Yesterday, on his always excellent Connecticut Employment Law Blog, Dan Schwartz wrote a post entitled, “Wage Theft”: The Trendy Phrase That May Not Mean What You Think It Means. Dan wrote:
[T]he use of the phrase is being pushed to push various agendas — not as a result of any legal theory or real change in the law.… And it’s time to call it out; it’s a phrase that is both misleading and loaded.… Does that mean that the problem of employers failing to pay employees overtime should be ignored? Hardly. Employers who fail to follow the the myriad of wage and hour laws should be held accountable. And suffice to say that criminal activity by employers should continue to be enforced vigorously.… Quite simply: The use of a criminal term for a non-criminal act needs to stop.
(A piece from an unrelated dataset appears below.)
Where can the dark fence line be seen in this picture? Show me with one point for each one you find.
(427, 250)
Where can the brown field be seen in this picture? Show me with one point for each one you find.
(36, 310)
Dan is 100 percent correct that the term “wage theft” is being misused and abused. The mainstream press and bloggers are using the term to cover any situation in which an employer is not paying required overtime, whether it’s an intentional withholding or an honest mistake. “Theft” connotes bad intent — yet most wage and hour mistakes are honest ones born out of a misunderstanding of the law, not a desire to cheat or steal from employees. Dan was kind enough to cite to a post I wrote on the same topic almost a year ago, entitled, Taking issue with the term “wage theft”. Because Dan has shed new light on this important issue, I thought it makes sense to republish my earlier post.
Lately, I’ve read a lot of blogs that accuse employers of committing rampant wage theft (e.g., here, here, and here).
I have a huge problem with the term “wage theft.” It suggests anintentional taking of wages by an employer. Are there employees are who paid less than the wage to which the law entitles them? Absolutely. Is this underpayment the result of some greedy robber baron twirling his handlebar mustache with one hand while lining his pockets with the sweat, tears, and dollars of his worker with the other? Absolutely not.
Yes, we have a wage-and-hour problem in this country. Wage-and-hour non-compliance, however, is a sin of omission, not a sin of commission. Employer aren’t intentionally stealing; they just don’t know any better.
And who can blame them? The law that governs the payment of minimum wage and overtime in the country, the Fair Labor Standards Act, is 70 years old. It shows every bit of its age. Over time it’s been amended again and again, with regulation upon regulation piled on. What we are left with is an anachronistic maze of rules and regulations in which one would need a Ph.D. in FLSA (if such a thing existed) just to make sense of it all. Since most employers are experts in running their businesses, but not necessarily experts in the ins and outs of the intricacies of the Fair Labor Standards Act, they are fighting a compliance battle they cannot hope to win.
As a result, sometimes employees are underpaid. The solution, however, is not creating wage theft statutes that punish employers for unintentional wrongs they cannot hope to correct. Instead, legislators should focus their time and resources to finding a modern solution to a twisted, illogical, and outdated piece of legislation.
In my most recent book, The Employer Bill of Rights: A Manager’s Guide to Workplace Law, I summarized this issue best:
“Congress enacted the FLSA during the great depression to combat the sweatshops that had taken over our manufacturing sector. In the 70 plus years that have passed, it has evolved via a complex web of regulations and interpretations into an anachronistic maze of rules with which even the best-intentioned employer cannot hope to comply. I would bet any employer in this country a free wage-and-hour audit that i could find an FLSA violation in its pay practices. A regulatory scheme that is impossible to meet does not make sense to keep alive….
“I am all in favor of employees receiving a full day’s pay for a full day’s work. What employers and employees need, though, is a streamlined and modernized system to ensure that workers are paid a fair wage.”